A peixaria do Deraldo fechou, a 216 norte ficou sem graça, mas o bandolinista Coqueiro não desistiu e levou a roda para o final do Lago Norte, que herdou a mesma animação. Todos os domingos, final da tarde, samba e choro fechavam a semana.

A mudança já faz 15 anos. Os músicos se renovaram, Dionísio Della Penha – nome de batismo de Coqueiro – morreu, mas o choro continuou na calçada do bar No Grao. Suspensa na pandemia, a roda musical está voltando aos poucos, com outros músicos diletantes. Ou pelo menos estava. No último domingo, a truculência dos fiscais entrou em ação e decidiu fechar o local com a alegação de “exercício de atividade de alto risco”.

Fiscal do DF Legal, do alto de sua pseudoimportância, não explica nada. Se pelo menos conhecesse a Lei, saberia que o anexo VI do decreto 36.948 define como alto risco, abate de bovinos, equinos, bufalinos ovinos e caprinos. Ao que se saiba não são executados bois no pequeno comércio; muito menos búfalos, ao menos um bode. O maior perigo ali é uma eventual desafinada de um cantor aleatório.

O que parecia incomodar o fiscal Claudinaldo de Tal, que exibia uma reluzente corrente de ouro no pulso direito enquanto – cena de pastelão – buscava no google uma forma de tipificar a ocorrência, era a alegria demostrada pelos frequentadores do local com a música. Até porque a maioria das pessoas estava com máscara e preservava alguma distância.

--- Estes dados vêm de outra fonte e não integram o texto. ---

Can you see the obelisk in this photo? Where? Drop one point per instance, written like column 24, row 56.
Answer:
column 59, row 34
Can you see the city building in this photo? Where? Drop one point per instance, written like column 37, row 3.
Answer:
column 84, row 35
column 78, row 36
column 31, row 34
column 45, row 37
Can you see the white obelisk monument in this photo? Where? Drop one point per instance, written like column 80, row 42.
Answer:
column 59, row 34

Ele dizia, com a ajuda de outro fiscal, Wilson de Tal, que o local não pode ter música sem se dar conta que eram músicos que além de não receber nada por tocar ainda pagam a conta do que consomem.

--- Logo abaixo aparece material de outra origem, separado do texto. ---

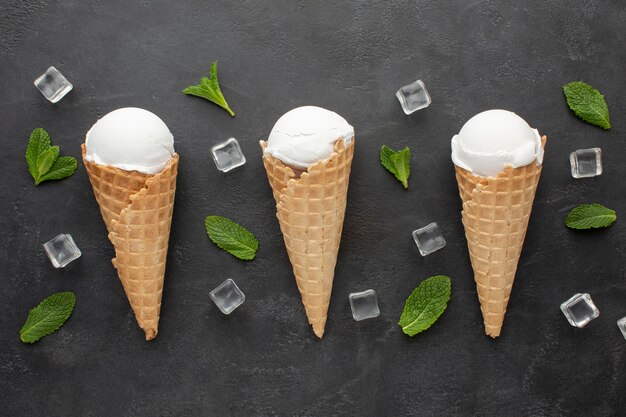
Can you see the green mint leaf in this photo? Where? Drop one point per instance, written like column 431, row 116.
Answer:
column 48, row 316
column 425, row 304
column 231, row 237
column 63, row 167
column 589, row 216
column 43, row 159
column 398, row 163
column 209, row 89
column 587, row 103
column 38, row 144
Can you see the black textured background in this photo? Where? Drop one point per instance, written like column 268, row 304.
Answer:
column 350, row 57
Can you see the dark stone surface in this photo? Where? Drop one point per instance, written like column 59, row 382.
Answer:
column 263, row 360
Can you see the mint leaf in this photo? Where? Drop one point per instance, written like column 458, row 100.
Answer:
column 587, row 103
column 44, row 162
column 588, row 216
column 48, row 316
column 209, row 89
column 39, row 143
column 425, row 304
column 43, row 159
column 231, row 237
column 63, row 167
column 398, row 163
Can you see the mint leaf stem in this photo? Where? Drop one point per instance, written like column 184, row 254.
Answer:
column 209, row 89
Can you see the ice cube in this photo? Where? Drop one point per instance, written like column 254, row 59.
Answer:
column 53, row 85
column 413, row 97
column 227, row 155
column 364, row 305
column 227, row 296
column 61, row 250
column 621, row 323
column 586, row 162
column 429, row 239
column 580, row 310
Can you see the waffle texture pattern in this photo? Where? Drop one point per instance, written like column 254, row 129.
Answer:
column 495, row 215
column 311, row 211
column 137, row 210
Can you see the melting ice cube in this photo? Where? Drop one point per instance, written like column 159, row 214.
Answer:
column 227, row 296
column 413, row 97
column 429, row 239
column 61, row 250
column 580, row 310
column 53, row 85
column 228, row 155
column 586, row 162
column 364, row 305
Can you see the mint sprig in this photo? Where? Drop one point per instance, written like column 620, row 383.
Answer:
column 209, row 89
column 398, row 163
column 48, row 316
column 43, row 160
column 590, row 216
column 231, row 237
column 588, row 103
column 425, row 304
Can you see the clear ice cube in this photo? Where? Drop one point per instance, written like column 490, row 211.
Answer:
column 413, row 97
column 53, row 85
column 62, row 250
column 227, row 296
column 364, row 305
column 580, row 310
column 621, row 323
column 429, row 239
column 586, row 162
column 228, row 155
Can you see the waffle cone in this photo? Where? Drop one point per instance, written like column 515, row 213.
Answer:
column 137, row 210
column 311, row 210
column 495, row 215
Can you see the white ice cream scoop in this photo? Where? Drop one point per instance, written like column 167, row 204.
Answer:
column 494, row 139
column 306, row 135
column 131, row 139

Atrás dos instrumentos estão professores universitários aposentados, coronéis reformados, servidores públicos, gente comum, moradores do bairro. Mas os fiscais não viram nada disso; não viram sequer o alvará que permite o funcionamento do local até a uma da madrugada. Queriam apenas mostrar que podem fazer o que quiserem, ao arrepio da Lei.

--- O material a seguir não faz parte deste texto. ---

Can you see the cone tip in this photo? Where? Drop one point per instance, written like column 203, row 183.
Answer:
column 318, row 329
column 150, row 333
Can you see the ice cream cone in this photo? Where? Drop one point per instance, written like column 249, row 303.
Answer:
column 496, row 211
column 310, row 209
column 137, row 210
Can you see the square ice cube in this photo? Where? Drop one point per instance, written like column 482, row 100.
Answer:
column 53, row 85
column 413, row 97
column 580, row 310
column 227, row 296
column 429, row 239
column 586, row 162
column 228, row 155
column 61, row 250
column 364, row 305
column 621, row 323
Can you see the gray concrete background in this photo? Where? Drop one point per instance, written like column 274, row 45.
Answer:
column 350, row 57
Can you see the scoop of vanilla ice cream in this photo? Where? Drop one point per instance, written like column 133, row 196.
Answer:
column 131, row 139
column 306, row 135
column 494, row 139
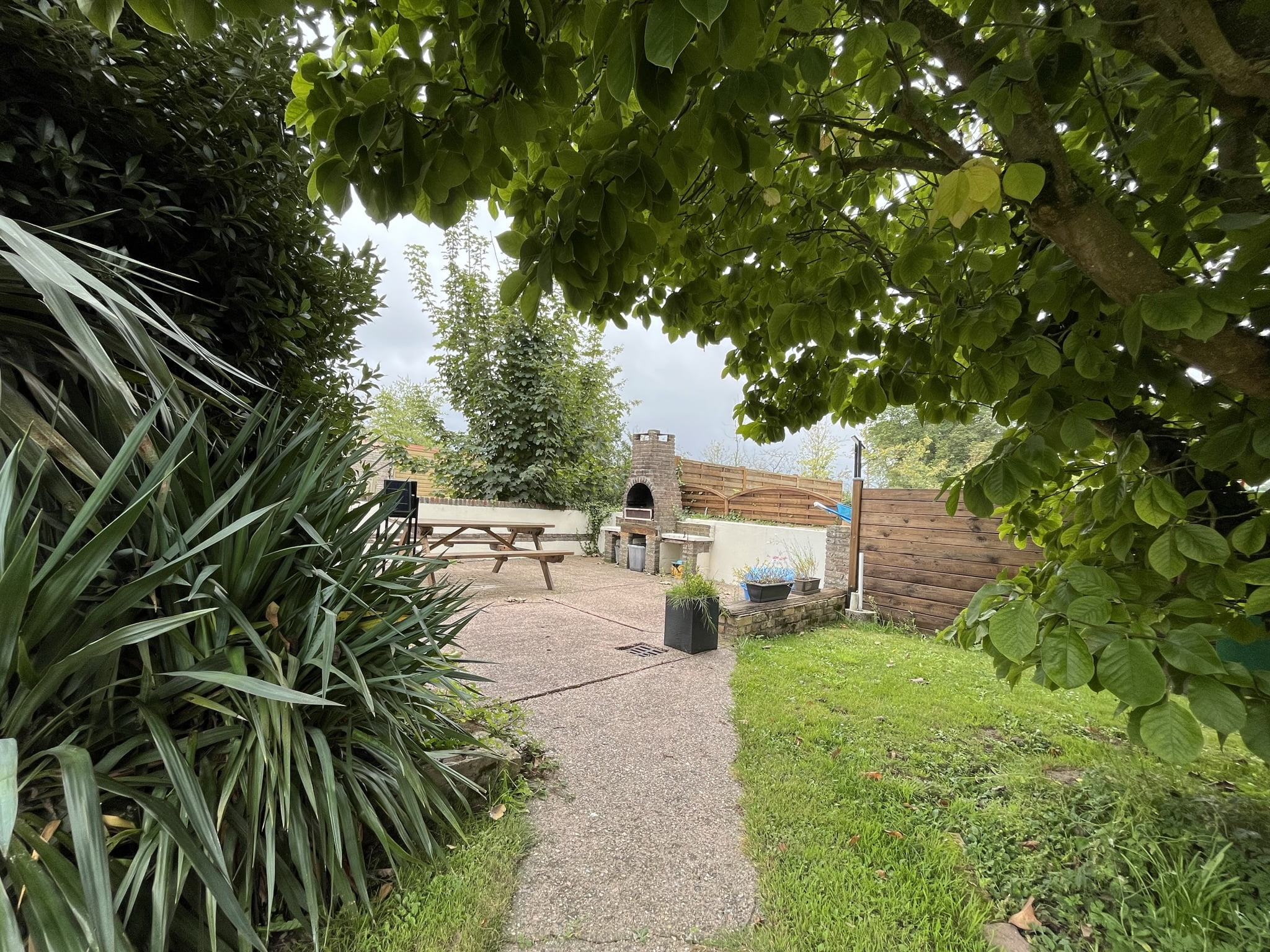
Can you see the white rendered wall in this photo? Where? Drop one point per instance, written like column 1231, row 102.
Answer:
column 739, row 544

Três policiais militares acompanhavam as ‘otoridades’, mas nem isso dava ar de seriedade às duas tristes figuras – era uma ignóbil caricatura do momento de truculência pelo qual passa o país. Os policiais estavam visivelmente constrangidos de ter que “proteger” a dupla dos moradores do local, gente pacata, que estava ali para se divertir um pouco, antes de mais uma semana de batente.

Os fiscais só não contavam com a reação da clientela, que protestou vivamente contra os absurdos, demonstrando claramente que aquele não era uma festa patrocinada, mas um congraçamento comunitário. Foram desmoralizados; o bar fechou, mas os moradores se abasteceram e permaneceram no local até que os fiscais se retirassem com o rabo entre as pernas.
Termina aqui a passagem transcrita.